‘Nuestras vidas son los ríos...’

‘Nuestras vidas son los ríos...’

Reducir caudal del río Bogotá causa grave daño ambiental al Distrito y los municipios de la Sabana.

15 de septiembre 2019 , 12:13 a.m.

La descontaminación del río Bogotá empezó en 1994, cuando el Distrito puso en marcha el programa que había acordado con la Nación, el Departamento y la CAR para la construcción de las plantas que limpiaran las aguas servidas en las desembocaduras de los ríos Salitre, Fucha y Tunjuelo y la contratación de la planta de tratamiento de aguas residuales (Ptar) Salitre, que da tratamiento primario a 4 m³/s y costó 120 millones de dólares. Veinte años después se contrataron, por 500 millones de dólares, la ampliación y mejora de esa Ptar: tratamiento secundario de 7 m³/s.

En el 2003 se decidió eliminar las plantas del Fucha y el Tunjuelo y ordenar la construcción de dos grandes colectores y de la megaplanta de Canoas, en Soacha. Las aguas del Fucha y el Tunjuelo no serán tratadas, entonces, antes de llegar al río Bogotá, sino conducidas a los colectores Fucha-Tunjuelo y Tunjuelo-Canoas, túneles que ya se construyeron a 70 m de profundidad, tienen 12 m de diámetro y costaron un billón de pesos. Después de recorrer subterráneamente 20 km, las citadas aguas son subidas a la planta Canoas por una estación elevadora que cuesta 400.000 millones. Aunque hemos gastado por estos conceptos 1,5 billones, sin contar los 500 millones de dólares que cuesta la ampliación de la planta Salitre, apenas seguimos tratando los 4 m³/s que empezó a limpiar esta última en el año 2000.

Los costos que demanda la construcción de la antes referida estación elevadora los asume Emgesa, beneficiaria directa de la obra y que como contrapartida exigió que la CAR le prorrogara por 20 años más la licencia que tiene para producir energía, en adelante con aguas limpias, a partir del embalse del Muña. Bogotá y los municipios circunvecinos, en cambio, no se beneficiarán de esas aguas.

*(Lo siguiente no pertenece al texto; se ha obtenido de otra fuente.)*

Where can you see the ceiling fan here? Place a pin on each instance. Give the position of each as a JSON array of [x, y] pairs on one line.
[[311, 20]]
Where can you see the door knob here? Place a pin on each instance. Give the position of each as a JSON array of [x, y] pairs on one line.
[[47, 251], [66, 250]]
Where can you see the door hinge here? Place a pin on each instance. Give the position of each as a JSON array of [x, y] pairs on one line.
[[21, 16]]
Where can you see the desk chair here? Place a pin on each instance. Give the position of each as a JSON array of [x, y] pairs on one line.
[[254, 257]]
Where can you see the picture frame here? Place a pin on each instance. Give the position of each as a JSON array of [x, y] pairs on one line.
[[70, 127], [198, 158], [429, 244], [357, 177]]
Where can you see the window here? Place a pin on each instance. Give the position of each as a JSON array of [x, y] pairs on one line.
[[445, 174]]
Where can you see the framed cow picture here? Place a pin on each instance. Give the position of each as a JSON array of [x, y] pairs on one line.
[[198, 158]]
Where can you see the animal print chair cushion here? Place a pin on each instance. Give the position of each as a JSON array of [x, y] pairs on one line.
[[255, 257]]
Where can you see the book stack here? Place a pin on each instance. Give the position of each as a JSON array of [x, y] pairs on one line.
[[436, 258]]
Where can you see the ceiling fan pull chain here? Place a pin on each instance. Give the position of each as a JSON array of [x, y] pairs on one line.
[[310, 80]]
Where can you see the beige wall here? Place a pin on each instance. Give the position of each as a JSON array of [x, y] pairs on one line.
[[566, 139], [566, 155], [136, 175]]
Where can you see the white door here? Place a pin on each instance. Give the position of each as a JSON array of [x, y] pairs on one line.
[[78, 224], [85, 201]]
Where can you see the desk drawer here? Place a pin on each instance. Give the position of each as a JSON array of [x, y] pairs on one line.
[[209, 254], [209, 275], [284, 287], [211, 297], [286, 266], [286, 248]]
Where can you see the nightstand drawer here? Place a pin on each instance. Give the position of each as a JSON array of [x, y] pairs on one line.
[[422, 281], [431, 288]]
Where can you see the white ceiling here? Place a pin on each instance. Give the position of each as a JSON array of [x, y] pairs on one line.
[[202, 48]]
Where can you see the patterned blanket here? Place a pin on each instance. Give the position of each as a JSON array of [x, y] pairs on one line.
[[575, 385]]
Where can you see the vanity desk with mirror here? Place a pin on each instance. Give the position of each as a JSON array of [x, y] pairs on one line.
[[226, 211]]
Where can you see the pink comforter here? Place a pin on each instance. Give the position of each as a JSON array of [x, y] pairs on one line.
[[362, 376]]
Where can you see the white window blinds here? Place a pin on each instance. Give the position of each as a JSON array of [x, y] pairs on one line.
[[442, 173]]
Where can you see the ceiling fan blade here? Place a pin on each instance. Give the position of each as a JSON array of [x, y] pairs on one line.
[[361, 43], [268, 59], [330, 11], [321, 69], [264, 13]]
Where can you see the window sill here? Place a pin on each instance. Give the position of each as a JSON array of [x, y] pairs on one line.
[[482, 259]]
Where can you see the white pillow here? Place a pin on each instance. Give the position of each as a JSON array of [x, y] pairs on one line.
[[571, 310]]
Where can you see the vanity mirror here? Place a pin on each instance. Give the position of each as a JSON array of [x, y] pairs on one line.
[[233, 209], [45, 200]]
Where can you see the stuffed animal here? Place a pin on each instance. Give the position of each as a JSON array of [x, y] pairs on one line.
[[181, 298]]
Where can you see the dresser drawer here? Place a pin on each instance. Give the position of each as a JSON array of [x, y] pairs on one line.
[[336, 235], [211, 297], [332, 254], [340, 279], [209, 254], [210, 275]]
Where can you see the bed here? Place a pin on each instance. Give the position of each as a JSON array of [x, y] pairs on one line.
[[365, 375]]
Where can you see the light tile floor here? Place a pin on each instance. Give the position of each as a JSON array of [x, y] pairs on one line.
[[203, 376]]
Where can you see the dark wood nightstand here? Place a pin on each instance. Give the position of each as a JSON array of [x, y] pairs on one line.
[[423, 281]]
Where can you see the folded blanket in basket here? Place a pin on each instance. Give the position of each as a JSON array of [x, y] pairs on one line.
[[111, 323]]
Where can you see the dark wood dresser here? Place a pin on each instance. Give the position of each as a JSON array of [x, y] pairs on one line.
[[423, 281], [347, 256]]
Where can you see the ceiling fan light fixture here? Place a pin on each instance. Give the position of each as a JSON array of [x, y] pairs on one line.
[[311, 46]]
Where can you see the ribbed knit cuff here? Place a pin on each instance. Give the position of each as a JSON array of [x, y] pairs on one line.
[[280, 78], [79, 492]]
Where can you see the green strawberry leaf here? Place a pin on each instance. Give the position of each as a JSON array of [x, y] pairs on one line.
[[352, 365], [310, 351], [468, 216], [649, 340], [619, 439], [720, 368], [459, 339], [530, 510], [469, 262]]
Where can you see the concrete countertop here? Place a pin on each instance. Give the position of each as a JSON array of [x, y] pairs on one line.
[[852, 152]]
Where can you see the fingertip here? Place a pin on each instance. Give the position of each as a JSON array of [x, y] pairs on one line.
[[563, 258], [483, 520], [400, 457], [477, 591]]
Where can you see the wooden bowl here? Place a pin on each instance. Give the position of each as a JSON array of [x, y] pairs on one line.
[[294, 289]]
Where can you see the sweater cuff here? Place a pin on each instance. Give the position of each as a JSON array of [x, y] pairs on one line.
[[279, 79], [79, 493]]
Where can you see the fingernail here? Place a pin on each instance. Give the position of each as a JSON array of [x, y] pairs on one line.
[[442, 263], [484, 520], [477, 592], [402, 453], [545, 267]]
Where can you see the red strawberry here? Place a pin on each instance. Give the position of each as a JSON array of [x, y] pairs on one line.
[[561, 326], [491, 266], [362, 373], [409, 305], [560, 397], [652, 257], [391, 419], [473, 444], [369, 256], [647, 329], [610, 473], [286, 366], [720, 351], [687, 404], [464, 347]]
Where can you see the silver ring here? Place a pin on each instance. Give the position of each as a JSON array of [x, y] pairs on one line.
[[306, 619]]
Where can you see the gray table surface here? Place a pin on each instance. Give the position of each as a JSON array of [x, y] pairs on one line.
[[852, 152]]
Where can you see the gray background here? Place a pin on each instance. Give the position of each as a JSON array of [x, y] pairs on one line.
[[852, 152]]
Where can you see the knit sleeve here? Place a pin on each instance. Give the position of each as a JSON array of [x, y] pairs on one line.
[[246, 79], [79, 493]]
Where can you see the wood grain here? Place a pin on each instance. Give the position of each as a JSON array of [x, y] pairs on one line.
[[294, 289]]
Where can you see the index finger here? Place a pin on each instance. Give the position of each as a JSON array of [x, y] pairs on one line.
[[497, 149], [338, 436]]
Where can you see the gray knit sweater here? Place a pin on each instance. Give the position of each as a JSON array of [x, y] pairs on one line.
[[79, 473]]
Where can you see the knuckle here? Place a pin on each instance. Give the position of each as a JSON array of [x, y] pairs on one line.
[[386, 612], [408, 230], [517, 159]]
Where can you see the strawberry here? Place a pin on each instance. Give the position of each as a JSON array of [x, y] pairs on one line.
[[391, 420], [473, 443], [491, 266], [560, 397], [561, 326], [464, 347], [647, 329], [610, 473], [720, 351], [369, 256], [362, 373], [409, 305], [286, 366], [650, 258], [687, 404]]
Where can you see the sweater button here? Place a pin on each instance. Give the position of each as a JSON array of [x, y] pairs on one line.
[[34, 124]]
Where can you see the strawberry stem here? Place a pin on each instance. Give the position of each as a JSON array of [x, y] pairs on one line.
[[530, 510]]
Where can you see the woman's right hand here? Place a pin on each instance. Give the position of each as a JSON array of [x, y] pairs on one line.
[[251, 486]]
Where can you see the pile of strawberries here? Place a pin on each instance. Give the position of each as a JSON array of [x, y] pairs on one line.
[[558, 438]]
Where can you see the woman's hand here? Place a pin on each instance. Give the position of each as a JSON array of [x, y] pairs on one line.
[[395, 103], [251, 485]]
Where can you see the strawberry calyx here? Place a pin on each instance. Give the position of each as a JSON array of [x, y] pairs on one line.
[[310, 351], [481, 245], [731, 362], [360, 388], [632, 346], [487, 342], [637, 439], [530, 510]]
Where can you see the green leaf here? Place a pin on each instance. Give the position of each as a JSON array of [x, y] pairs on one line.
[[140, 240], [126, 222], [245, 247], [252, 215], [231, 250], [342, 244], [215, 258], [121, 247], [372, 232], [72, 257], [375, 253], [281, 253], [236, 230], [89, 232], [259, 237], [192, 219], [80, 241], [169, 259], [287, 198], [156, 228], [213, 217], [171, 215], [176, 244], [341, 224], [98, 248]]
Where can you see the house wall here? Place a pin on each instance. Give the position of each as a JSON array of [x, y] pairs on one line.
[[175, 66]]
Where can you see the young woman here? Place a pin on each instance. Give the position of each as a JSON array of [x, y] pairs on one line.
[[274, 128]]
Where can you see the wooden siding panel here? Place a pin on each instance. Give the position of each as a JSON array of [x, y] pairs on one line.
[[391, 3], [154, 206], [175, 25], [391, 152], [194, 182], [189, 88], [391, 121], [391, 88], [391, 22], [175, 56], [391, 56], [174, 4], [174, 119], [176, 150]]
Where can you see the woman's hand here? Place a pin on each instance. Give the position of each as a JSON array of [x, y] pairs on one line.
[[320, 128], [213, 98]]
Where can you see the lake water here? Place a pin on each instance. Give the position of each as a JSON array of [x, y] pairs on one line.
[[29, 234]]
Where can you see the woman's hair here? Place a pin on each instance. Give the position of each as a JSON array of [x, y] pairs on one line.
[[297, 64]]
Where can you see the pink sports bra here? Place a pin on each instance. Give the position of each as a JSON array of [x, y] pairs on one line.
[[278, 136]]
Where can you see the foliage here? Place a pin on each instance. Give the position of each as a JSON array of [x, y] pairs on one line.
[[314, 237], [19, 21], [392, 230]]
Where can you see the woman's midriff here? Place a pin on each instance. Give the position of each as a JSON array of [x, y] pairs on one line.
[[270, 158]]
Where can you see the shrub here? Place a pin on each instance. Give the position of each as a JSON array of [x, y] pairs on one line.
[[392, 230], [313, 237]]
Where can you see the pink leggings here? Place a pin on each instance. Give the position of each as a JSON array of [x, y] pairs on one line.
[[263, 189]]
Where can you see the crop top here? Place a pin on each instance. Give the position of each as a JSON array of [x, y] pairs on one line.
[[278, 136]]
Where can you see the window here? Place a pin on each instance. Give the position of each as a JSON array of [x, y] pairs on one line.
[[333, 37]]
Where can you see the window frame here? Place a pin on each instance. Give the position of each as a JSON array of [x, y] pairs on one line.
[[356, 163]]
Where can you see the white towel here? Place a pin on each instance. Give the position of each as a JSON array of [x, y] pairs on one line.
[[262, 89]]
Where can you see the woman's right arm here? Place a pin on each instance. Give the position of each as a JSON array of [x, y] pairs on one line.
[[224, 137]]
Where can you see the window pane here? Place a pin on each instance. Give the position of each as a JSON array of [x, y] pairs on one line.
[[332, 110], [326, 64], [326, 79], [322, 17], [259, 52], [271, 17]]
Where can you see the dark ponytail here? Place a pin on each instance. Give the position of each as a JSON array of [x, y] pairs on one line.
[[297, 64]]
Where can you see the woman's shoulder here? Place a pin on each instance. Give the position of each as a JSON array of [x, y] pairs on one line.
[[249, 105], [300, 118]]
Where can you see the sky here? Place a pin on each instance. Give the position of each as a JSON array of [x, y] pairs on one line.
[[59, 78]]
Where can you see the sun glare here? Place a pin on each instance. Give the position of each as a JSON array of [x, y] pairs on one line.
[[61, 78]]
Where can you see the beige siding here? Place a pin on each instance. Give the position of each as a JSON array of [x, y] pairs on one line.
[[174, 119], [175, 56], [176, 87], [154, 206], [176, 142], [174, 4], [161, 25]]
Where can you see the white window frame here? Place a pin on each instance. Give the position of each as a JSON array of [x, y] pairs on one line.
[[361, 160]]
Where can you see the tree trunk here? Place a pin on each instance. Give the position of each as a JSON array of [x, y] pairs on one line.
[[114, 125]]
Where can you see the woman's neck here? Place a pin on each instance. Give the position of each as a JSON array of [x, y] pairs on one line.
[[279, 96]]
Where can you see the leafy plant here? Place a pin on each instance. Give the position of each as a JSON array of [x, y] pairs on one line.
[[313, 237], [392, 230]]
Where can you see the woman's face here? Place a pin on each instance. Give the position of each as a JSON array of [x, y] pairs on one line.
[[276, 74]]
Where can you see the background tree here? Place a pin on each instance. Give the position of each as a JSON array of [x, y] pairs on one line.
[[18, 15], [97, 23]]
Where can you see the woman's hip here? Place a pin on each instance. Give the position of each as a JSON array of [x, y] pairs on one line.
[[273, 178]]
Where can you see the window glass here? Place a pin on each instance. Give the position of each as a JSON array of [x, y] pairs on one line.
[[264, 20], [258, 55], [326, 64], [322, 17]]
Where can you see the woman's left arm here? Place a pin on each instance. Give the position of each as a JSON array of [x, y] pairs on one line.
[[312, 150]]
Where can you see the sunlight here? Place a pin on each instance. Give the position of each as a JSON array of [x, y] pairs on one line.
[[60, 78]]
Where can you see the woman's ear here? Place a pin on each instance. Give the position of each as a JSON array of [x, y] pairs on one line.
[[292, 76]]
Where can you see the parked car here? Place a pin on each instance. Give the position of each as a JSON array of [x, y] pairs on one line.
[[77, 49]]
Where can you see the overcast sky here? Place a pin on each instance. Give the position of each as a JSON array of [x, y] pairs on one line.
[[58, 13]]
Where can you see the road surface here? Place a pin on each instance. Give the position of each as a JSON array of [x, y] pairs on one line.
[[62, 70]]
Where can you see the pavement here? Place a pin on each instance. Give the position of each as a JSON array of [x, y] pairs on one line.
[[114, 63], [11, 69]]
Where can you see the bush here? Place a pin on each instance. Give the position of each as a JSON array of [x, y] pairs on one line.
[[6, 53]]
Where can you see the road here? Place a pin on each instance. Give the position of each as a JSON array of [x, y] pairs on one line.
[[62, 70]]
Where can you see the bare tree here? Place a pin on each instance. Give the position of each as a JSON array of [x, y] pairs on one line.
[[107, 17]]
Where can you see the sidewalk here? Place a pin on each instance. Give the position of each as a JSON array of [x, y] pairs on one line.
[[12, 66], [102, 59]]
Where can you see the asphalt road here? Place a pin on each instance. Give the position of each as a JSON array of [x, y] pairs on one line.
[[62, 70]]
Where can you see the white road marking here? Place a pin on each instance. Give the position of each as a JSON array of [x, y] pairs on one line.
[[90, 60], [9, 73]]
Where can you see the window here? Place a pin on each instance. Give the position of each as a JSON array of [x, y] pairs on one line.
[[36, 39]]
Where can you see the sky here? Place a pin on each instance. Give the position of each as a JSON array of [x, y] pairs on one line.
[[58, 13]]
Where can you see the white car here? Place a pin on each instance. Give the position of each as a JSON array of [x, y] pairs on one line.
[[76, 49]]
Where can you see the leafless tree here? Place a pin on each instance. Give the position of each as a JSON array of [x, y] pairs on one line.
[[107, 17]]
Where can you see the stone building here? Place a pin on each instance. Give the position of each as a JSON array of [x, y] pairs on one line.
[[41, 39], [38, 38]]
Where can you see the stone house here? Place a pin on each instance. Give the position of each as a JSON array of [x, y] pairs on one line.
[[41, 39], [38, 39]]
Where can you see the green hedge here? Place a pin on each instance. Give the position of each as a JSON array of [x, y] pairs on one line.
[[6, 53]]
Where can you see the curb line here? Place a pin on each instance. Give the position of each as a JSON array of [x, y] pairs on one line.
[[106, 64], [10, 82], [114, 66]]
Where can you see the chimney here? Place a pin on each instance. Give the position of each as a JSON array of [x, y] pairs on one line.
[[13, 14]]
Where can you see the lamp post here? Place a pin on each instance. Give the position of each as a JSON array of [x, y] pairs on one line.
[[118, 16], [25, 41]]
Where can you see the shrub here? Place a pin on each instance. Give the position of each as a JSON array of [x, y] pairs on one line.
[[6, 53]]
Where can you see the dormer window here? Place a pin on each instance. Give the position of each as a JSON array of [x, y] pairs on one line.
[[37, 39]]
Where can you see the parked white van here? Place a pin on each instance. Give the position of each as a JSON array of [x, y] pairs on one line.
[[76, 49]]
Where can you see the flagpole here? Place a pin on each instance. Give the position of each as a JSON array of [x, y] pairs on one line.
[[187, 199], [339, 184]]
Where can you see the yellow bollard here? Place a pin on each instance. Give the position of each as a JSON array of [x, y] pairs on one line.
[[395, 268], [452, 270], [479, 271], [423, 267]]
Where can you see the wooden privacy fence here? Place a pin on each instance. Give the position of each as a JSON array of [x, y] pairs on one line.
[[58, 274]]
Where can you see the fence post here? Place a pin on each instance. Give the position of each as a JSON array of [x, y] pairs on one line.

Los túneles ya construidos serán utilizados cuando empiece a operar Canoas. Durante esos diez o más años deberán ser sometidos a una inspección periódica y un mantenimiento de preoperación que evite su deterioro, y que nadie sabe cuánto puede valer. La planta Canoas, en pesos de hoy, costará 4,5 billones.

A los costos anteriores, que se reflejarán en las tarifas de los servicios de acueducto y alcantarillado, súmense los enormes costos ambientales de ‘enterrar’ más de 15 m³/s de aguas que hoy forman parte del caudal del río Bogotá. Son aguas servidas –aguas negras, como se dice popularmente–, pero si se limpian y descontaminan, deberían volver a su cauce y lecho natural. ¿Por qué esconderlas barriendo para debajo de la alfombra? Pregunté a la Empresa de Acueducto y a la CAR si conocían casos comparables, para saber si nos acogíamos a experiencias exitosas en otras partes o si estábamos innovando e improvisando, pero no obtuve respuesta.

Reducir el caudal del río Bogotá causa grave daño ambiental al Distrito y los municipios de la Sabana Centro y Occidente, porque castiga en un 50 por ciento o más el caudal del río en un trayecto de 20 km que concentra buena parte del desarrollo urbano e industrial de la gran ciudad. La alteración ambiental que sin duda produce ‘entubar’ las aguas de los ríos Fucha y Tunjuelo, que reúnen aguas servidas y aguas lluvias, produce serios efectos en la vida de las poblaciones ribereñas, que no podrán contar con aguas descontaminadas para sus servicios de acueducto, sus cultivos y ganaderías, y otros usos válidos.

¿Qué efectos produce, igualmente, cambiar las condiciones hídricas del río sobre el prometido parque lineal, que –dicen– tendrá senderos, plazoletas y embarcaderos, y en relación con los programas de natación ofrecidos por el alcalde Peñalosa si las aguas varias veces citadas equivalen, cada dos segundos, a dos piscinas olímpicas? Los autores de este esperpento ambiental no leyeron nunca el verso de las ‘Coplas’ de Jorge Manrique: “Nuestras vidas son los ríos...”.